D'après le roman éponyme de Paolo Giordano, jeune auteur de 26 ans, Saverio Costanzo a tiré une oeuvre dense et riche qui plonge au plus profond des traumatismes de l'enfance liés à la famille, à la pression terrible que consciemment ou pas elle exerce sur de jeunes êtres qui, et c'est le cas, vont en rester marqués à vie.


Alice était une poupée blonde, adorable enfant aux yeux d'azur, sensible et rêveuse, admirée et adulée de tous jusqu'à ce que l'orgueil sans bornes d'un père et son autoritarisme forcené la réduisent à l'état de boîteuse après une chute en skis.


L'enfant chérie est devenue une adolescente complexée et solitaire , mal dans sa peau, objet des quolibets et des sarcasmes, à cet âge sans pitié où la moindre tare physique devient rédhibitoire chez ces filles en fleur, qui affirment avec arrogance et cruauté leur statut de femmes et de tentatrices en devenir.


Il aura suffi d'un regard à Mattia, le beau Mattia mutique aux yeux si tristes pour déceler chez Alice cette même différence qui l'isole des autres, cette culpabilité qu'il traîne après lui comme un boulet depuis que son autre moi, cette jumelle autiste qui sans le vouloir accaparait l'attention, a disparu par sa faute quand ils avaient 9 ans.
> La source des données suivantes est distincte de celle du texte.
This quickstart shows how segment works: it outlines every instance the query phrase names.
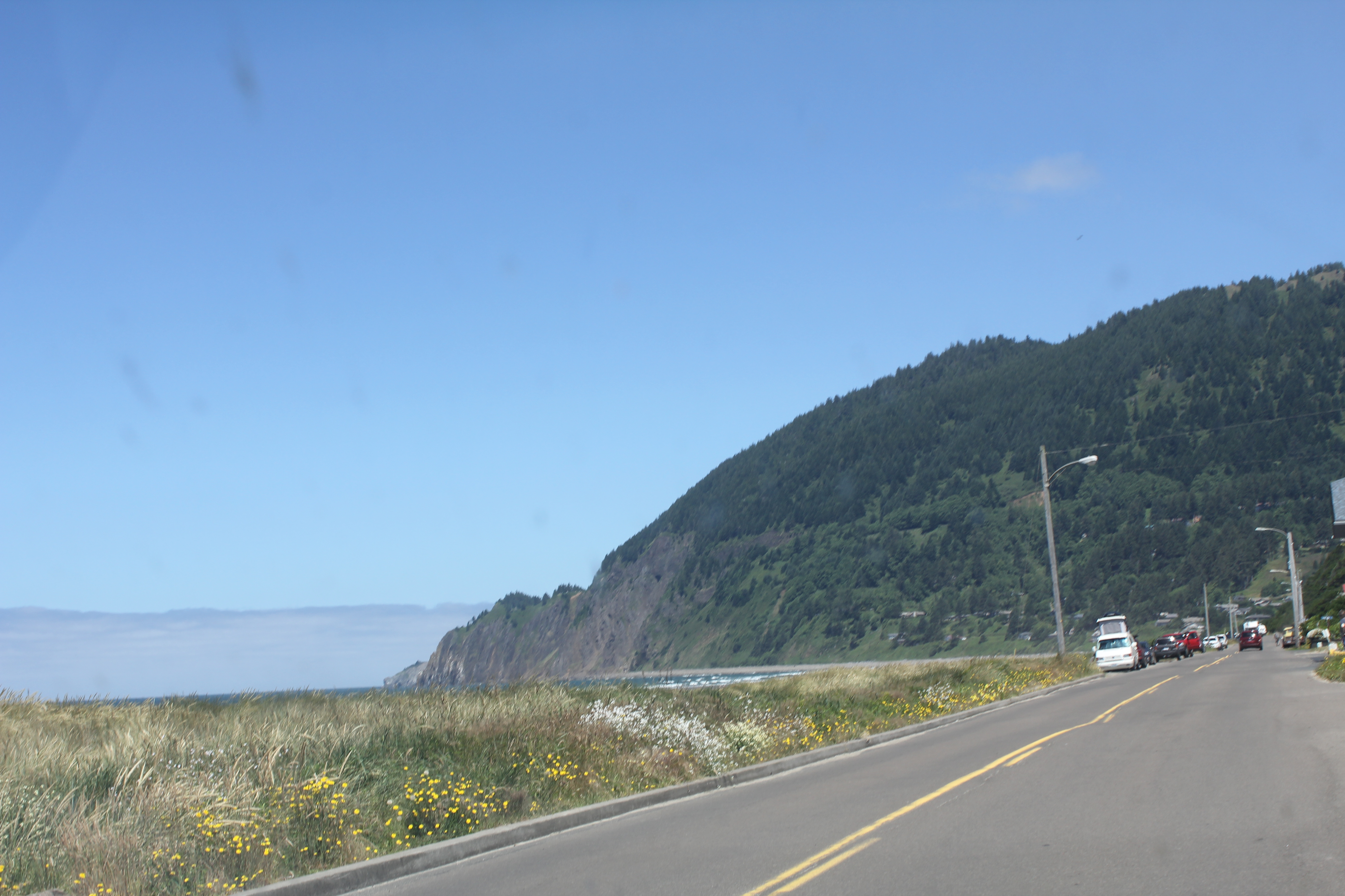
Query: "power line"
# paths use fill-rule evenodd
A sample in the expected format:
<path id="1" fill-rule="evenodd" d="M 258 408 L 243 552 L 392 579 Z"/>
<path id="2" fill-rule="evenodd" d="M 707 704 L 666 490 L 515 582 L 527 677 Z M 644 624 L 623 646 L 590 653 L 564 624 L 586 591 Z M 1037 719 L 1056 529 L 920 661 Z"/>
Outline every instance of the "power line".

Une mise en scène prenante alternant flash-back et retours à la réalité sur une musique volontairement stridente, rythmée et nerveuse, deux esseulés, tels ces nombres premiers, solitaires et uniques qui vont vivre des destins parallèles sans jamais se rencontrer émotionnellement, exorcisant chacun à sa manière leur différence, l'un par la science, l'autre par sa passion de la photographie.


Quatre époques de leur vie où ces alter-ego grandissent et vieillissent, enfermés en eux-mêmes, prisonniers à jamais de ce passé qui a forgé leur autisme.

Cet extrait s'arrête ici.